After a 4:30 wake up call so I could make my early morning flight to Lynchburg, Virginia and join 29 colleagues on the annual private colleges tour, I admit I was dragging a bit by the time evening rolled around. When the bus pulled onto the red brick campus of historic Hampden-Sydney College, however, I quickly found my second wind thanks to their warm welcome and the opportunity to learn about what makes this unique school so special.
(It also didn’t hurt that Hampden-Sydney is a men’s college and I’m an admitted sucker for young gentlemen who not only hold doors open for ladies, but who can answer sentences with “Yes, ma’am” in a way that doesn’t make me feel like my grandmother.)
Those familiar with American history are, of course, well aware that much of it can be found within the commonwealth of Virginia, which provided the stage for a lot of Thomas Jefferson’s greatest ideas and accomplishments (the University of Virginia, anyone?), but when you look at the history of Hampden-Sydney, the first thing you learn is that the founding of the college actually predates the founding of our nation. That’s right, readers – Hampden-Sydney has been part of the American educational landscape since 1775 and can boast famous statesmen James Madison and Patrick Henry as two members of their earliest Board of Trustees.

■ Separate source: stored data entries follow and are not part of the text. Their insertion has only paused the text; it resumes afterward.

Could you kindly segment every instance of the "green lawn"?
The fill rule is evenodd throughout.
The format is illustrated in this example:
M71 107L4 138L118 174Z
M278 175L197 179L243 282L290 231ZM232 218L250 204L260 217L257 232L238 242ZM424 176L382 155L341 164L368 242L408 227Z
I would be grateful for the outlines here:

Very obviously, both the country and the way we approach higher education have changed dramatically since the American Revolution, however, and in many ways, Hampden-Sydney has evolved with the times. In many other ways, however, the college has remained committed to the liberal arts ideals on which it was founded – elements that can be seen clearly in programs such as the school’s famous Rhetoric Program, which was established in 1978 and is a treasured part of each young man’s Hampden-Sydney experience, regardless of his major. With the goal of making sure that each graduate has a clear and deep understanding of how to write well and how to develop and utilize arguments in all facets of his life, each student is required to pass a rhetoric proficiency exam as a graduation requirement and each year on the exam date, Hampden-Sydney alumni from around the world toast the current students on social media and wish them luck in the endeavor.
A small school at just over 1,000 undergraduates, students at Hampden-Sydney are guaranteed small class sizes and close relationships with faculty and staff. What’s more, because it’s an all-male school, the teaching style is geared toward hands-on, active learners. The campus setting also facilitates this with its rural location and easy access to fishing, hiking, and hunting in the area. (Hunters may bring rifles to campus and store them in the security office’s gun locker and fishermen can find their prey in one of the three stocked lakes on campus.)
Unfortunately for male equestrians, Hampden-Sydney doesn’t currently carry an equestrian team on its roster of varsity or club sports, though the location does allow for active riders to find access to boarding and training facilities in the greater area and a particularly enterprising young man would have no trouble starting a club team if he wished.
In closing, I do find it worth mentioning to my female blog readers – many of whom have read my campus visit recaps of trips to women’s colleges across the country – that, just as you may be reluctant to attend a college or university dedicated to students of just one gender, all of the young men I met at Hampden-Sydney said the exact same things that I hear from many of you. Yes, they feared not meeting girls during college (unfounded, by the way, ladies – the boys will always find the girls, no matter what and Hampden-Sydney is the long-time brother school to nearby Sweet Briar College) and likewise, now that they’re enrolled, they love their school. In fact, one young man made the comment, “It’s nice to roll out of bed in sweats and go to class without worrying what anyone thinks of what I’m wearing.”
Summary: Don’t judge a school by its single-gender set up. Judge it instead by what it can do for you. (I believe President Kennedy said something like that in a speech. Okay, maybe he wasn’t talking about colleges at the time, but you get the idea.)